Thomas,
I have read your note twice. I have reread the GNU licence three
times. I have read the Wikipedia copyright statements (again).
It is still completely unclear to me if Wikipedia counts as a
publisher (which is looks like it is but it says it isn't). Still
though I really don't think the "Is Wikipedia a single GFDL work or a
collection of GFDL works?" is relevant since as far as I can possibly
see the current set up already complies in good faith with all the
licenses, at least for as long as Wikipedia itself exists online.

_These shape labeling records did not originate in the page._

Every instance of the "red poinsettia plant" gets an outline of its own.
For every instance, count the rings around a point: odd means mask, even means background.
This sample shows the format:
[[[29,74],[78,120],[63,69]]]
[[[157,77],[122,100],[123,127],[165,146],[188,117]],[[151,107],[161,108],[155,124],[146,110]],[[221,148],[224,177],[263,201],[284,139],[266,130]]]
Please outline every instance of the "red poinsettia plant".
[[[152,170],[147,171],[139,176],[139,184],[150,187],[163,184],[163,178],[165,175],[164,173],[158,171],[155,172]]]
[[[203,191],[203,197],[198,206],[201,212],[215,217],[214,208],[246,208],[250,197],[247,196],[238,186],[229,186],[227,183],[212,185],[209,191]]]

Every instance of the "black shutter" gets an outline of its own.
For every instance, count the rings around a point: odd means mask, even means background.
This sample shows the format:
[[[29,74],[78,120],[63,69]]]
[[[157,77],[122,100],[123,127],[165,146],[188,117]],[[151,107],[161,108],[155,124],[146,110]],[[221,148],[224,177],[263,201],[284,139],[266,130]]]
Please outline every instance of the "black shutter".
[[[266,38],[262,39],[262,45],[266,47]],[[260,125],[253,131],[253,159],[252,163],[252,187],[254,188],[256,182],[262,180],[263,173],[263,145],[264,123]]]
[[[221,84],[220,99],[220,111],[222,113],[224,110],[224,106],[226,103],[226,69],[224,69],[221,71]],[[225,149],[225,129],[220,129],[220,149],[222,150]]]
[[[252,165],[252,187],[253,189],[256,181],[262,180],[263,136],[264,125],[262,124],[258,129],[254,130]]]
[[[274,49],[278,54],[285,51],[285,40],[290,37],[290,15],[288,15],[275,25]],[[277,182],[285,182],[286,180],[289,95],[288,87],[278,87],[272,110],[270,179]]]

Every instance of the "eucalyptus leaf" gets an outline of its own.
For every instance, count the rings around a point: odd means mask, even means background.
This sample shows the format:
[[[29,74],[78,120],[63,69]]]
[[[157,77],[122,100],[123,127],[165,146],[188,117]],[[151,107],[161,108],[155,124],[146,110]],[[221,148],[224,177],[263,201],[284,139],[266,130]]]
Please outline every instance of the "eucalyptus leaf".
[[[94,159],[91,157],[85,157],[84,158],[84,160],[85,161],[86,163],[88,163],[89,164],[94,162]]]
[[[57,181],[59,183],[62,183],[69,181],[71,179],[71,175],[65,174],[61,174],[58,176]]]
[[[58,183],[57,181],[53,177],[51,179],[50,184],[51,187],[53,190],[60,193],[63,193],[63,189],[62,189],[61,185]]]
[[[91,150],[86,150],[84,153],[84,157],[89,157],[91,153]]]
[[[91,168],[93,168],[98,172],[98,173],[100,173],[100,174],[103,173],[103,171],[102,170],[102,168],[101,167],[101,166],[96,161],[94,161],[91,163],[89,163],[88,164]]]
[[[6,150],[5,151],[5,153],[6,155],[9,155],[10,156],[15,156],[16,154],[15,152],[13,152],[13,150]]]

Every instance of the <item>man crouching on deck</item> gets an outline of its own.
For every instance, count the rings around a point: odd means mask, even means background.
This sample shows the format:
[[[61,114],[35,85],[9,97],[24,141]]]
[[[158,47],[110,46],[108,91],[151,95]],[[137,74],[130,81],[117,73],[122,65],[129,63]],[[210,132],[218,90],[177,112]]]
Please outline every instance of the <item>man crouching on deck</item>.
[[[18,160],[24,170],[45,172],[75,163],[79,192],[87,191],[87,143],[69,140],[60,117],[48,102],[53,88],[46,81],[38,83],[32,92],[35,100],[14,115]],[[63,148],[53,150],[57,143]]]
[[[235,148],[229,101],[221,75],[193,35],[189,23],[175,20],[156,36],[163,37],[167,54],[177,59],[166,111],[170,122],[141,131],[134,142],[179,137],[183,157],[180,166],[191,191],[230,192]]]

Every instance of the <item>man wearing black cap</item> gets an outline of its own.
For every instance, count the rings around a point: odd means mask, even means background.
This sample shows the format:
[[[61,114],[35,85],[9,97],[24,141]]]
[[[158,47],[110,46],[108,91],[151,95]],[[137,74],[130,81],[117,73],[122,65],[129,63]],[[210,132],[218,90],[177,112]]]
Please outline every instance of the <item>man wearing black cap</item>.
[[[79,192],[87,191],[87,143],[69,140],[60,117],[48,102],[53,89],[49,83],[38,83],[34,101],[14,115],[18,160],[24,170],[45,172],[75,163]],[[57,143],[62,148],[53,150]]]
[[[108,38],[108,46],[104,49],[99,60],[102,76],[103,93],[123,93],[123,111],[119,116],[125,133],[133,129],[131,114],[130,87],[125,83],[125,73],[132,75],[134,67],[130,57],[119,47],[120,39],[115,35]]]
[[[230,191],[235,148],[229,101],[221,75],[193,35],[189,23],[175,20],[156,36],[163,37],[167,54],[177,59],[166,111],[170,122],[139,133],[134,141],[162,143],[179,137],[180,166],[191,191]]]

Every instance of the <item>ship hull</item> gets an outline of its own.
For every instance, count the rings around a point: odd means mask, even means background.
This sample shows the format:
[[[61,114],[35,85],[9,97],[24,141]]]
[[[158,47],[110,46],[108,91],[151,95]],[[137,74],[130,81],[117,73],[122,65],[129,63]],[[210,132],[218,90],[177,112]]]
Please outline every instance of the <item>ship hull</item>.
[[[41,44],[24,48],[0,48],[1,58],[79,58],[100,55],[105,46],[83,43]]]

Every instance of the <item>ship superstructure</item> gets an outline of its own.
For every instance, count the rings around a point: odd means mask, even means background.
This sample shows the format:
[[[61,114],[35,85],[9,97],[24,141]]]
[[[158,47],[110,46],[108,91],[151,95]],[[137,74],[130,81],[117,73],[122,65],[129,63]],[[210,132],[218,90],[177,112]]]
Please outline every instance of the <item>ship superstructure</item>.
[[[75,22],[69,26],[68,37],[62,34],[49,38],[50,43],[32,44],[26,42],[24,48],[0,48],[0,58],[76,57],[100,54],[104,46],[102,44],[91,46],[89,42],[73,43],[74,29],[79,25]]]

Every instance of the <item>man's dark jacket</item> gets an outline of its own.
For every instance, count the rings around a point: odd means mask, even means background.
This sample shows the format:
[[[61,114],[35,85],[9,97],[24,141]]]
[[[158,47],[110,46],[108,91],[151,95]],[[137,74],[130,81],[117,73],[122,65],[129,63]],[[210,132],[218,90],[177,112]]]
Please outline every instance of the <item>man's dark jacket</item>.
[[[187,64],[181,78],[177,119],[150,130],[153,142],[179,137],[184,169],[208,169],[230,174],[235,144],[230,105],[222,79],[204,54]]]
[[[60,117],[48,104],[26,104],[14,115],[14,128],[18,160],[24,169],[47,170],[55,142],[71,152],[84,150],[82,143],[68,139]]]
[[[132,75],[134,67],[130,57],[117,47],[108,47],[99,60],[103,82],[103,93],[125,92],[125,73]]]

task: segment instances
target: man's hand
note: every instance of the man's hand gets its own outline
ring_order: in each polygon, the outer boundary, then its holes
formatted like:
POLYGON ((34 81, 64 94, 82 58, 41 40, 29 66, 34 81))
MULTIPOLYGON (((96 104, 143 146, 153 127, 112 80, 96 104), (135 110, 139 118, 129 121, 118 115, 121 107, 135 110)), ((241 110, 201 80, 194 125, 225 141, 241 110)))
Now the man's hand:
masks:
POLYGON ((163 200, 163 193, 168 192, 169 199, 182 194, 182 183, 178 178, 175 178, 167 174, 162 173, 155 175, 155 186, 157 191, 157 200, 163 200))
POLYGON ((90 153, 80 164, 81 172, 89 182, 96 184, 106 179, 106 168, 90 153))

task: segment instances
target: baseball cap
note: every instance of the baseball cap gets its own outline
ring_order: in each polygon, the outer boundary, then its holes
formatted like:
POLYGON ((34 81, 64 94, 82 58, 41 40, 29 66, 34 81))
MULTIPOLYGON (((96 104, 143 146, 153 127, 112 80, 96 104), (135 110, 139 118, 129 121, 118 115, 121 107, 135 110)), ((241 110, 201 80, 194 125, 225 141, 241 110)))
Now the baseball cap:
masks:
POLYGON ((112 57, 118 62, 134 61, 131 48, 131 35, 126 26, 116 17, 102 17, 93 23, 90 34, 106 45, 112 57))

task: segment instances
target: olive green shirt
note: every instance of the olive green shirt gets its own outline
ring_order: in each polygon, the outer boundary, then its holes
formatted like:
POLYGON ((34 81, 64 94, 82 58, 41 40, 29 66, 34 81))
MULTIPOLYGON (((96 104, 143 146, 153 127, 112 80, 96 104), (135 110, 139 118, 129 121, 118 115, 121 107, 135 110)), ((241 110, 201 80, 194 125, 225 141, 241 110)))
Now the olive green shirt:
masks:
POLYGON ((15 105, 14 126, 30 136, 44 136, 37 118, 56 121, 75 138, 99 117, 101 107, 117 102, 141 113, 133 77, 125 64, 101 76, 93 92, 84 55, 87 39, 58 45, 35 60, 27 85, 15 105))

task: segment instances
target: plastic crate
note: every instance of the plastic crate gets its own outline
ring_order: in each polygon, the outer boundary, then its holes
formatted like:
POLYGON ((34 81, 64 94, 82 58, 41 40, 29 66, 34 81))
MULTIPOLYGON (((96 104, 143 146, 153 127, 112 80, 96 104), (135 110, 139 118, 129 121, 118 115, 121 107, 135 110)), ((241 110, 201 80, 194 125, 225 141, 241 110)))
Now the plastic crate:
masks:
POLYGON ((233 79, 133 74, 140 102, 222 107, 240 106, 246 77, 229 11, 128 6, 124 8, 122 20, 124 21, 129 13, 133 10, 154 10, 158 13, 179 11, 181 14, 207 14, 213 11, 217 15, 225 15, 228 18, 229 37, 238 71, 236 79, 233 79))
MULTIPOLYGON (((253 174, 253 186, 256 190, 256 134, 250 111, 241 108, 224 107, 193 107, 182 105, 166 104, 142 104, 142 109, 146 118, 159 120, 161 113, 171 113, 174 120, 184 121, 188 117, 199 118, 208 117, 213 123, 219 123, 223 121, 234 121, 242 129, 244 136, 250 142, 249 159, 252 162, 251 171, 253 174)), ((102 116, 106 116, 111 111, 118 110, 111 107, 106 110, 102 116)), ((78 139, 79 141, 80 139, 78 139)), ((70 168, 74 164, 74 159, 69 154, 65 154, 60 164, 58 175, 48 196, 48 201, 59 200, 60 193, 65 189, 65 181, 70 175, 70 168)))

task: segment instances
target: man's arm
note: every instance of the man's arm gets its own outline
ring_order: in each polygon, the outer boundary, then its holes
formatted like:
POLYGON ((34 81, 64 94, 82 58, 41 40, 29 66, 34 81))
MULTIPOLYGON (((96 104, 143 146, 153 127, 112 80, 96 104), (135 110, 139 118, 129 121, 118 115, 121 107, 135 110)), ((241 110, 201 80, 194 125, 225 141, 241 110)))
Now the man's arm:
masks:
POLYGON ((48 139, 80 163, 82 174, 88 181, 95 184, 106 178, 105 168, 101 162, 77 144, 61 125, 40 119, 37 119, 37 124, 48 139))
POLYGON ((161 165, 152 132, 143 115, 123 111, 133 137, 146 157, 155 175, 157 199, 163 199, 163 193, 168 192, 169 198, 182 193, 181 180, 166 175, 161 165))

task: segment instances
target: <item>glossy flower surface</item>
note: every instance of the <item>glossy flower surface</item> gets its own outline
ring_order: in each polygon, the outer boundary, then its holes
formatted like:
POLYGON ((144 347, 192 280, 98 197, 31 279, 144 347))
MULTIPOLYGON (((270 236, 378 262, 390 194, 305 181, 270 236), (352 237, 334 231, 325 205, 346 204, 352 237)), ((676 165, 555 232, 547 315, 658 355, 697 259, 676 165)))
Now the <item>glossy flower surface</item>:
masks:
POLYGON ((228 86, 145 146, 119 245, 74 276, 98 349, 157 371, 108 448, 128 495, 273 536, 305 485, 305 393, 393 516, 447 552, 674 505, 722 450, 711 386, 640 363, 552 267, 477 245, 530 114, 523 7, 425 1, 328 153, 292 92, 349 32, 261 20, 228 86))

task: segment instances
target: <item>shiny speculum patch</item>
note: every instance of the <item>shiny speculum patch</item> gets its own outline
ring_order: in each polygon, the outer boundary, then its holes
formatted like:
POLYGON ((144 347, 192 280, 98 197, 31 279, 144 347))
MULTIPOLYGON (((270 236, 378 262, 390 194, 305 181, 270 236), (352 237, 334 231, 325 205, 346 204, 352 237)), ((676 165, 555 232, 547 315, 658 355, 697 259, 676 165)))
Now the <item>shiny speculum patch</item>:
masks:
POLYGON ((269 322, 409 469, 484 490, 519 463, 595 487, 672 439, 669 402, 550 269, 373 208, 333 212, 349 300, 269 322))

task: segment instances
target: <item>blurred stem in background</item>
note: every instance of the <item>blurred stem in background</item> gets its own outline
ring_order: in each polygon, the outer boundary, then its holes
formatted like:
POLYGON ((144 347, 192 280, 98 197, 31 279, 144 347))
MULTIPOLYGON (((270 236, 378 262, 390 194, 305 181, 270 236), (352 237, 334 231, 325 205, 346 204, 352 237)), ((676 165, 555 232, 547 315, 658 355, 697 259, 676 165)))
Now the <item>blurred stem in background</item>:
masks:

Your argument about "reasonable definition" I don't buy. 95% of
authors only give pseudo-names, which are often real name of other
people whom they are not. The identification of most of the authors
requires their user page as well, or to refer to "the user who used
the pseudonym of John Smith on Wikipedia" in which case the references
are back to Wikipedia and we might as well send everything there. It
is a reasonable definition these days to tell people where they can
find the information they require online. Countless instruction
manuals and safety notices do this now. We say there are authors who
deserve credit and where to find them. I think thats better than
pretending a list of names and IPs means much to anyone.
For transparency ref comments on "censoring" we could give the URL to
the exact version number of the article we used, as an article
history.
Beyond this I don't think further effort increases the compliance. But
I repeat my comment I am serious about wanting feelgood for
contributers. Perhaps there is a way of doing this sensibly.
Andrew
On Fri, Oct 24, 2008 at 12:56 PM, Thomas Dalton <thomas.dalton(a)gmail.com> wrote:
2008/10/24 Andrew Cates
<Andrew(a)soschildren.org>rg>:
This is the third time these questions have
turned around just on this
project. We ARE erring on the side of caution which is why we have all
the image pages (unlike others...).
I wouldn't mind doing more but I would question the value of useless
gestures. For example if you say who wrote what is irrelevant I can
get a list of the 60,000 editors including IP addresses who have
edited any of these articles and add it as plain text at the foot of
the license page (similar to the German DVD model) but does that
really help?
It would be far better (and no harder) to include a separate list for
each article. That way you avoid worrying about the "Is Wikipedia a
single GFDL work or a collection of GFDL works?" debate.
The legalities of the GFDL are so confusing and ambiguous that they
are best ignored for the most part. Just try and follow the spirit of
the license, which includes that attribution is required. Telling
somebody how to find the list of authors in a place they can't access
is not attribution by any reasonable definition.